Perplexity under fire: Cloudflare says Perplexity’s AI bots faked their identities to bypass site blocks |

Perplexity, the rising AI-powered search startup, is facing scrutiny after Cloudflare alleged that its AI bots used deceptive tactics to access websites that had explicitly blocked them. According to Cloudflare’s report, Perplexity’s bots masked their identity, altered user agents to impersonate browsers like Google Chrome, and rotated IP addresses to evade detection. These actions allegedly allowed the bots to scrape content from thousands of restricted domains. The accusations reignite concerns about AI companies bypassing consent protocols and exploiting publisher content without permission.Cloudflare, one of the largest internet infrastructure providers globally, claims this behavior was observed across tens of thousands of domains and millions of daily requests. It further argues that such stealth crawling undermines publisher autonomy and violates transparency norms in web scraping. The controversy highlights growing tensions between AI firms seeking to build data-hungry models and platforms or publishers trying to protect their content from unauthorized use.
Perplexity accused of evading restrictions through disguised bot behaviour
Cloudflare says it received numerous complaints from clients who noticed Perplexity’s AI crawlers accessing their websites despite having put protections in place—such as disallowing the bots in their robots.txt files or blocking them via Web Application Firewalls (WAFs). In a controlled test, Cloudflare built new domains with restrictions against known Perplexity user agents. The company claims that when the AI bots encountered these blocks, they re-identified themselves as normal users by changing user agents to mimic Chrome on macOS, and used rotating IP addresses that were not listed as Perplexity’s official infrastructure.
Perplexity responds, denies wrongdoing and blames confusion
Perplexity has pushed back strongly against the accusations, calling Cloudflare’s blog post a “publicity stunt” riddled with misunderstandings. A company spokesperson stated that Cloudflare failed to distinguish between Perplexity’s own crawlers and third-party traffic, especially from services like BrowserBase, which Perplexity says it uses only occasionally.

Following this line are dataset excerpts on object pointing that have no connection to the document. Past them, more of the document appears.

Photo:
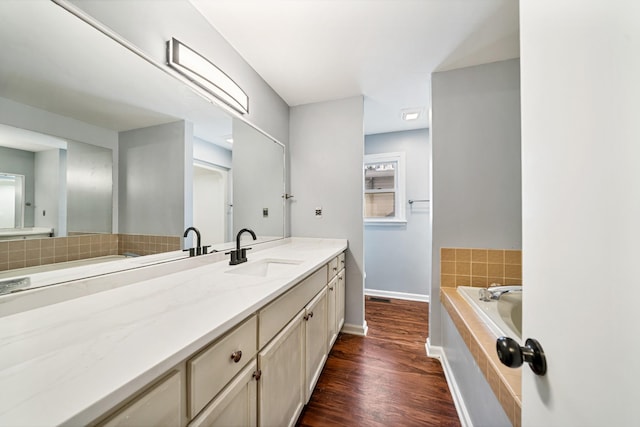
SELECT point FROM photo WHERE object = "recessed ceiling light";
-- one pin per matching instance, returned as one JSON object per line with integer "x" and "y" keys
{"x": 410, "y": 115}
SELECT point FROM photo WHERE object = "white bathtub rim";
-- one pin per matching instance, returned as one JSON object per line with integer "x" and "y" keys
{"x": 488, "y": 312}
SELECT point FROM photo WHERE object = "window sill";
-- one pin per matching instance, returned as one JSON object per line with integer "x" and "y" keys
{"x": 386, "y": 222}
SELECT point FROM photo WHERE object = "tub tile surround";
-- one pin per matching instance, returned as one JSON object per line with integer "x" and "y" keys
{"x": 34, "y": 252}
{"x": 481, "y": 268}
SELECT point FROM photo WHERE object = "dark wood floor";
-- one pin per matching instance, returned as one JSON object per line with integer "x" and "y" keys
{"x": 385, "y": 378}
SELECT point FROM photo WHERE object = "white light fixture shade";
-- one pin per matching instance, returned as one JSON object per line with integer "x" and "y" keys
{"x": 202, "y": 72}
{"x": 410, "y": 115}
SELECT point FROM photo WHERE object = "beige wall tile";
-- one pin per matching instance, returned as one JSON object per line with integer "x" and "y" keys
{"x": 513, "y": 257}
{"x": 448, "y": 267}
{"x": 495, "y": 270}
{"x": 32, "y": 244}
{"x": 463, "y": 268}
{"x": 448, "y": 280}
{"x": 513, "y": 271}
{"x": 495, "y": 256}
{"x": 33, "y": 254}
{"x": 463, "y": 255}
{"x": 463, "y": 280}
{"x": 479, "y": 255}
{"x": 479, "y": 269}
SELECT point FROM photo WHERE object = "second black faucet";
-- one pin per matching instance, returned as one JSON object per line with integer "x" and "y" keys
{"x": 239, "y": 255}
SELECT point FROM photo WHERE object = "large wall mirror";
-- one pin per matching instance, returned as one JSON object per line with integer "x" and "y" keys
{"x": 95, "y": 140}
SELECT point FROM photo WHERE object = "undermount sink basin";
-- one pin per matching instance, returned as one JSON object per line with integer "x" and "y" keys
{"x": 265, "y": 267}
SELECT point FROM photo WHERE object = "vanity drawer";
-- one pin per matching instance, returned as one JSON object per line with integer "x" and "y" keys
{"x": 333, "y": 269}
{"x": 277, "y": 314}
{"x": 216, "y": 365}
{"x": 341, "y": 262}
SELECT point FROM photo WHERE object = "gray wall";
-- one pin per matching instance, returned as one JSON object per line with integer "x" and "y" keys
{"x": 34, "y": 119}
{"x": 149, "y": 25}
{"x": 155, "y": 175}
{"x": 387, "y": 270}
{"x": 89, "y": 188}
{"x": 258, "y": 182}
{"x": 476, "y": 167}
{"x": 51, "y": 190}
{"x": 326, "y": 149}
{"x": 21, "y": 162}
{"x": 208, "y": 152}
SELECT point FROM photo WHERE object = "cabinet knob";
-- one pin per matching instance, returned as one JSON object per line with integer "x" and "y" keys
{"x": 236, "y": 356}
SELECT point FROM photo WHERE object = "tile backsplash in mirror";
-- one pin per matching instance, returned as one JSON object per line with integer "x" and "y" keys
{"x": 33, "y": 252}
{"x": 480, "y": 267}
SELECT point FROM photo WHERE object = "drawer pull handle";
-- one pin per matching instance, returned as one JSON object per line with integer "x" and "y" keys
{"x": 236, "y": 356}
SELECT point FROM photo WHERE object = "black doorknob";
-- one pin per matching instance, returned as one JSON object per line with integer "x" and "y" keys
{"x": 512, "y": 355}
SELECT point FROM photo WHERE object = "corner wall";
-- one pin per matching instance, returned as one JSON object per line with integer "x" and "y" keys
{"x": 156, "y": 171}
{"x": 476, "y": 165}
{"x": 326, "y": 150}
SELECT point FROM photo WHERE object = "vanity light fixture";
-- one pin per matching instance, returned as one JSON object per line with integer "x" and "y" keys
{"x": 205, "y": 74}
{"x": 408, "y": 115}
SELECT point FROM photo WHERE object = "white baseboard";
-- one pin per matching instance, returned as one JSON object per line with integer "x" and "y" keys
{"x": 355, "y": 329}
{"x": 437, "y": 352}
{"x": 396, "y": 295}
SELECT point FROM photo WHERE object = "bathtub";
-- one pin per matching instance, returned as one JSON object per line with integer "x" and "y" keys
{"x": 502, "y": 316}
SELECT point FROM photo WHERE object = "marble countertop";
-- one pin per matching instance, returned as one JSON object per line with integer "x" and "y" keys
{"x": 71, "y": 361}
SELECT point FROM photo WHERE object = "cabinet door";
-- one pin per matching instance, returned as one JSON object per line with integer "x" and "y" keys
{"x": 332, "y": 319}
{"x": 340, "y": 295}
{"x": 160, "y": 406}
{"x": 315, "y": 340}
{"x": 236, "y": 405}
{"x": 281, "y": 385}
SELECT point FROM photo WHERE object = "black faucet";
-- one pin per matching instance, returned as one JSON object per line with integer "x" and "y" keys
{"x": 198, "y": 250}
{"x": 239, "y": 255}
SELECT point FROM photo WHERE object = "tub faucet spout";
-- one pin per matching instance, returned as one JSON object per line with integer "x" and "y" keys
{"x": 494, "y": 292}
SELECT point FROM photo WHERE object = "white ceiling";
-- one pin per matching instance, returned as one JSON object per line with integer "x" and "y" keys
{"x": 317, "y": 50}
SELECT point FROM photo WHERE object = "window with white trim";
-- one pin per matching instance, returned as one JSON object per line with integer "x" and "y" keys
{"x": 384, "y": 188}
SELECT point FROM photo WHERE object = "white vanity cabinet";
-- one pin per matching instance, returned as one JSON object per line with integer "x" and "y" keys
{"x": 260, "y": 373}
{"x": 281, "y": 385}
{"x": 332, "y": 325}
{"x": 211, "y": 369}
{"x": 236, "y": 406}
{"x": 316, "y": 320}
{"x": 340, "y": 299}
{"x": 335, "y": 299}
{"x": 161, "y": 405}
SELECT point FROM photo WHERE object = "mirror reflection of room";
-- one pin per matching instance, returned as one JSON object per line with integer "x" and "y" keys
{"x": 117, "y": 168}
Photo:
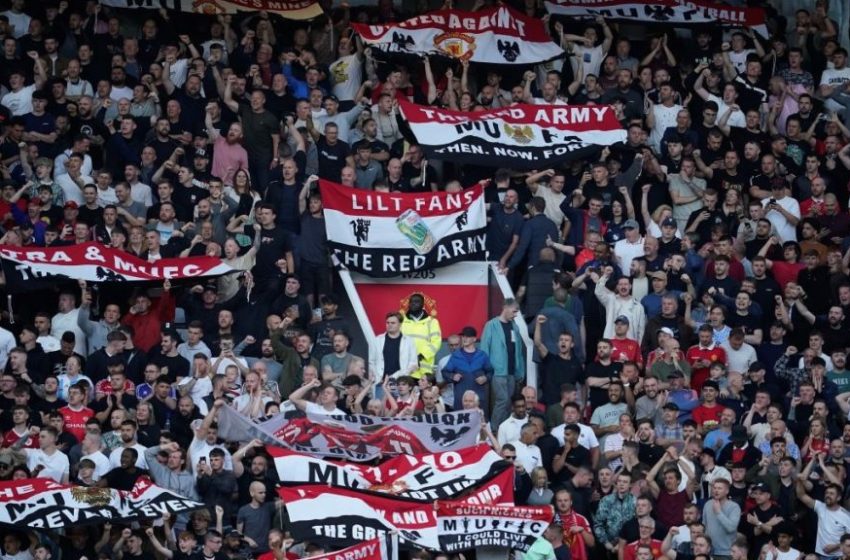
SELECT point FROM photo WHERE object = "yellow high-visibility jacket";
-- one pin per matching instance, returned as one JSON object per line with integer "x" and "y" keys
{"x": 427, "y": 337}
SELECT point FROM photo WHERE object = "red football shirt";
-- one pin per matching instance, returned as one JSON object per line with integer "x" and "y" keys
{"x": 626, "y": 350}
{"x": 695, "y": 353}
{"x": 75, "y": 420}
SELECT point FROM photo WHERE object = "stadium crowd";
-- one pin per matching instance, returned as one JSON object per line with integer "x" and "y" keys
{"x": 687, "y": 290}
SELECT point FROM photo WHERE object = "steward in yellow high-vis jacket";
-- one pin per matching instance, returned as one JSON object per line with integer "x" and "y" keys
{"x": 425, "y": 332}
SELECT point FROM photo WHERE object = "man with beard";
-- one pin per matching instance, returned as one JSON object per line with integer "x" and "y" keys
{"x": 577, "y": 532}
{"x": 504, "y": 228}
{"x": 292, "y": 297}
{"x": 160, "y": 140}
{"x": 831, "y": 326}
{"x": 181, "y": 423}
{"x": 559, "y": 368}
{"x": 128, "y": 441}
{"x": 294, "y": 361}
{"x": 257, "y": 471}
{"x": 833, "y": 520}
{"x": 425, "y": 331}
{"x": 228, "y": 153}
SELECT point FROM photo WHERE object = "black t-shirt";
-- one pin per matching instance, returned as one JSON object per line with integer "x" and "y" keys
{"x": 722, "y": 181}
{"x": 177, "y": 366}
{"x": 507, "y": 329}
{"x": 332, "y": 158}
{"x": 274, "y": 244}
{"x": 121, "y": 479}
{"x": 392, "y": 361}
{"x": 599, "y": 395}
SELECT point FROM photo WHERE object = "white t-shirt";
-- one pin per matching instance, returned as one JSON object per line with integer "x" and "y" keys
{"x": 665, "y": 117}
{"x": 626, "y": 252}
{"x": 222, "y": 365}
{"x": 200, "y": 448}
{"x": 784, "y": 229}
{"x": 591, "y": 58}
{"x": 56, "y": 466}
{"x": 831, "y": 525}
{"x": 834, "y": 78}
{"x": 19, "y": 103}
{"x": 63, "y": 322}
{"x": 7, "y": 343}
{"x": 72, "y": 190}
{"x": 527, "y": 455}
{"x": 737, "y": 119}
{"x": 101, "y": 464}
{"x": 313, "y": 408}
{"x": 345, "y": 76}
{"x": 199, "y": 390}
{"x": 586, "y": 437}
{"x": 141, "y": 462}
{"x": 20, "y": 23}
{"x": 739, "y": 60}
{"x": 141, "y": 192}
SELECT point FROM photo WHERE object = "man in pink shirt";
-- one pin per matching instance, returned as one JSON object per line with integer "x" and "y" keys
{"x": 228, "y": 154}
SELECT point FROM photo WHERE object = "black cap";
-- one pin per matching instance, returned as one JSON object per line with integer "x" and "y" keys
{"x": 572, "y": 428}
{"x": 739, "y": 434}
{"x": 756, "y": 366}
{"x": 469, "y": 331}
{"x": 760, "y": 487}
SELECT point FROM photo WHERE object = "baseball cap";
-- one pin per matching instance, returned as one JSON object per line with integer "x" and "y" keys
{"x": 739, "y": 434}
{"x": 760, "y": 487}
{"x": 469, "y": 331}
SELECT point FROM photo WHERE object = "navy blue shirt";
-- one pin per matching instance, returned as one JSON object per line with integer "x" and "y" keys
{"x": 501, "y": 230}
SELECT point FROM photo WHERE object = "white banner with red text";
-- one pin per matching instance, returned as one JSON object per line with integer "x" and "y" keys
{"x": 427, "y": 477}
{"x": 672, "y": 12}
{"x": 387, "y": 234}
{"x": 518, "y": 137}
{"x": 98, "y": 263}
{"x": 338, "y": 516}
{"x": 289, "y": 9}
{"x": 41, "y": 503}
{"x": 497, "y": 35}
{"x": 356, "y": 437}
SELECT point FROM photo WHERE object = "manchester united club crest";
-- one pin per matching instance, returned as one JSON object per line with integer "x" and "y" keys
{"x": 520, "y": 134}
{"x": 455, "y": 45}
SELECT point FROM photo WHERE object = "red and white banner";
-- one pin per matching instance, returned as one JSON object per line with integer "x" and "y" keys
{"x": 497, "y": 35}
{"x": 429, "y": 477}
{"x": 673, "y": 12}
{"x": 97, "y": 263}
{"x": 387, "y": 234}
{"x": 466, "y": 282}
{"x": 341, "y": 517}
{"x": 338, "y": 516}
{"x": 518, "y": 137}
{"x": 356, "y": 437}
{"x": 373, "y": 549}
{"x": 41, "y": 503}
{"x": 465, "y": 526}
{"x": 289, "y": 9}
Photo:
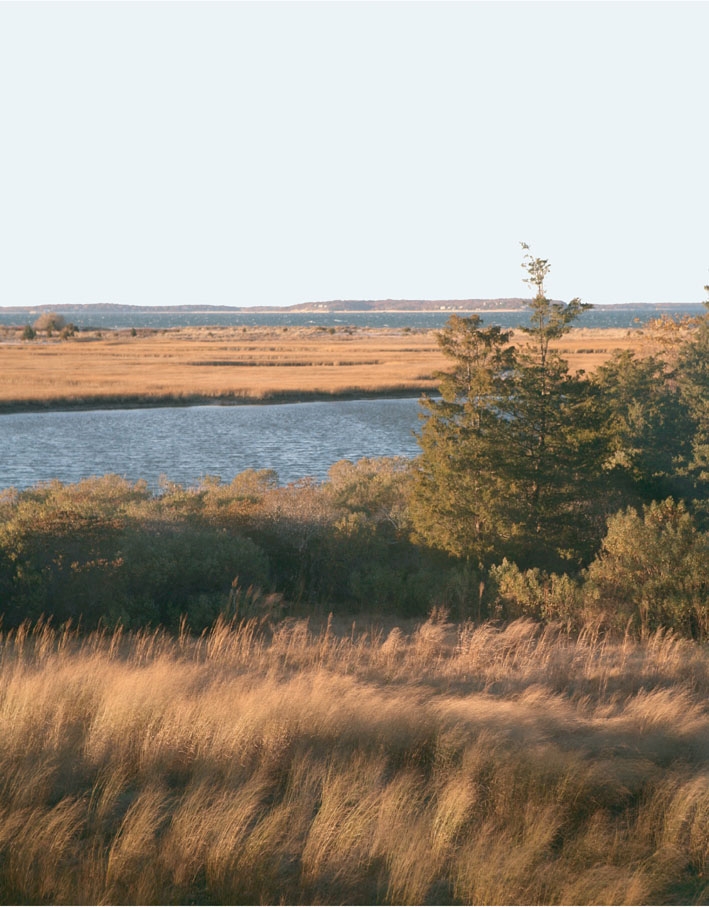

According to the company, the referenced 20–25 million daily requests were largely user-driven and did not amount to unauthorized scraping or bot-driven behaviour.
A growing flashpoint in AI and publisher relations
Following the incident, Cloudflare removed Perplexity from its verified bot list and rolled out new measures to block its access by default. The episode underscores larger debates around the ethics of AI scraping, content consent, and intellectual property. Cloudflare CEO Matthew Prince has warned that AI models pose an “existential threat” to publishers, and the company is actively encouraging website owners to demand compensation for access to their content—signaling a brewing war between digital infrastructure providers and AI firms in the era of large-scale content consumption.